It’s odd how the same people who self-righteously drag our children’s future into every argument want to burden same whippersnappers with unimaginable debt. Regardless, it’s of utmost importance to leave our nation’s brats an environment that hasn’t been disturbed by a single drill. We owe them an Earth where no dwelling is heated by burning or vehicle is mobile without pedaling.
Our head of state has taken issue with both jobs and energy. Barack Obama’s valiant efforts to not let TransCanada build a pipeline that would direct what he’s concluded is noxiously useless oil into our nation will help us fight the scourge of people being able to affordably drive to jobs they actually have.
Take that, hosers! By slapping the toques off the heads of our Canadian friends, Obama is again really sticking it to an enemy.
Cutting off the pipe at Saskatchewan is reminiscent of how he’s screwed other countries he’s deemed foes like Britain, Australia, Israel, India, Colombia, Honduras, South Korea, Panama, Poland, the Czech Republic, and nearly everywhere else in Eastern Europe. But Venezuela will be in luck if they ever wish to build a pipe directed into our nation, as we’re looking to make new pals with fellas who may be a little rough around the edges.
A president whose nomination was supposed to save the Earth has has come up small on an XL pipeline. He’s unaware that XL may as well be short for how it would excel our comatose economy. Rejecting the permit for the route brings us closer to the dream of an America that’s too unproductive to generate greenhouse gases.
Or maybe, as with ignoring debt’s horrifying consequences, the president assumes gas stations will never go dry. As with borrowing money, it will be there automatically, so quit bumming us out with your non-dreamer ways.
Still, realists have concluded that we need oil and not hippie power. Aside from what the producers of Jersey Shore would tell you, there’s no money in worthless junk.
Mean energy corporate juggernauts would invest in sunbeams or the breeze if they thought there was any potential in using weather conditions to make America go. Looking for petroleum substitutes is useless if said substitutes run as well as the economy under the incumbent.
But the failure to recognize that alternate energies are alternates for a reason won’t stop the same liberals who think that the government can manufacture demand. How much harder can it be to build functional sun panels than it is to spur a recovery? In practice, governmental influence in the oddball fuels realm is the equivalent spending a trillion bucks to increase unemployment.
Instead, shrewd conglomerates pursue fuels that work, largely through the stimulating and reliable process of combustion. Take shale gas, which we’re finding all over the place; you may even want to dig up your lawn to see if there’s any there, although I will not re-sod your lawn if there’s none. You don’t need to know anything about how to find energy in shale, other than that we need to burn stuff if we like a standard of living that doesn’t involve wallowing in mud.
The most remarkable fuel-finding technique should be admired for the woeful quality of its opponents’ case. Fracking’s opponents curiously never seem to turn off their power. They’re too busy bitching about an utterly amazing technique for retrieving energy from this otherwise useless lump of a planet.
Enemies of natural gas naturally indulge in hysterical fear about a relatively clean-burning fuel that they should adore if they really hate emissions.
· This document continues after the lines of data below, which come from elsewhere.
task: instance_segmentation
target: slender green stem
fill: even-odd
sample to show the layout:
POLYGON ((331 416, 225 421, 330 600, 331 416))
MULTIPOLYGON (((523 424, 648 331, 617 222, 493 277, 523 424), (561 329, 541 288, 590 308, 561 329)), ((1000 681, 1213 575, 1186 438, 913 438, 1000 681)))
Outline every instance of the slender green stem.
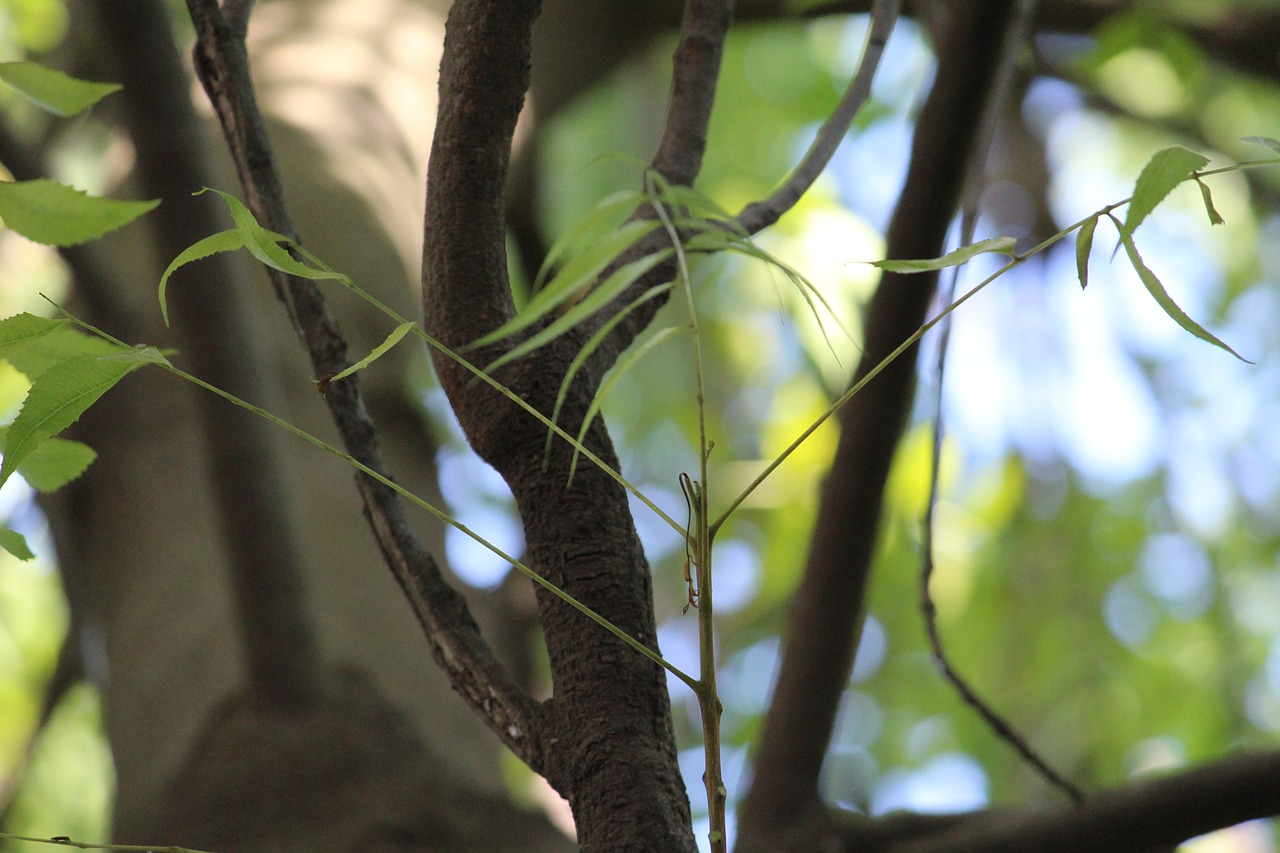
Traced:
POLYGON ((133 850, 139 853, 210 853, 208 850, 195 850, 191 847, 156 847, 147 844, 89 844, 84 841, 72 841, 65 836, 56 838, 36 838, 31 835, 11 835, 0 832, 0 838, 6 841, 30 841, 35 844, 52 844, 56 847, 75 847, 79 850, 133 850))
MULTIPOLYGON (((653 187, 650 187, 653 190, 653 187)), ((708 493, 710 480, 708 477, 708 460, 711 456, 712 442, 707 439, 707 407, 705 386, 703 382, 702 336, 698 325, 698 309, 693 299, 693 282, 689 276, 688 258, 675 223, 671 221, 666 205, 659 199, 653 202, 662 227, 671 239, 676 253, 676 268, 680 277, 685 300, 689 309, 689 325, 693 338, 693 376, 694 399, 698 410, 698 473, 701 477, 699 487, 693 489, 690 496, 696 503, 694 507, 694 530, 686 531, 686 537, 693 537, 693 565, 696 570, 698 588, 690 598, 696 597, 698 609, 698 661, 699 679, 695 693, 698 697, 698 709, 702 717, 702 749, 705 769, 702 782, 707 790, 707 818, 710 823, 708 841, 712 853, 724 853, 727 850, 725 803, 728 791, 724 785, 724 770, 720 756, 720 715, 723 706, 716 689, 716 644, 715 644, 715 604, 711 585, 711 545, 712 537, 707 528, 708 493)), ((686 541, 688 539, 686 538, 686 541)))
Instead, they prefer pretending that the chemicals used to score a huge supply of a most useful gaseous tinder are unhealthier than intermittent power. Envious greens disregard that the fluid used the most to frack is that most toxic of substances, namely water.
And bless their smug hearts if they really hold that retrieving natural gas caused the ground to rumble. They probably still risibly think that the process makes your tap water ignite when they’re not claiming that conservatives hate science.
The foes of functional light switches have a totally dispassionate and never incompetently biased federal agency on their side. Citing an EPA-released study that wasn’t peer reviewed is to be expected from those who ardently hold that there’s no way the government could make a mistake or have an agenda under this administration.
Yet they are unable to disprove that energy production creates work for those who make society work. North Dakota defies Obamanomics, and it’s heartwarming to realize that the president’s corrosive financial influence can’t stop every attempt to profit by producing something useful.
The higher Dakota is teeming with useful jobs that literally fuel our lives, and he blessedly hasn’t figured out how to muck it up yet. For now, the good and noble state is seemingly hidden from Obama’s view like a haven in some Objectivist novel.
As always, the energy utopians keep mindlessly striving for a life without tradeoffs, although they could come up with some better direful consequences than imaginary earthquakes and phantom toxic chemicals. As always, this is a good time for the insufferably green to shriek and panic, all while enjoying civilization’s innumerable comforts.
Other people will do the dirty work, and they’ll plug in their iDevices to complain about oil spills that haven’t happened once they’ve set the thermostat so it’s a little more comfy. The Earth can apparently take a little abuse from the people who truly care about it.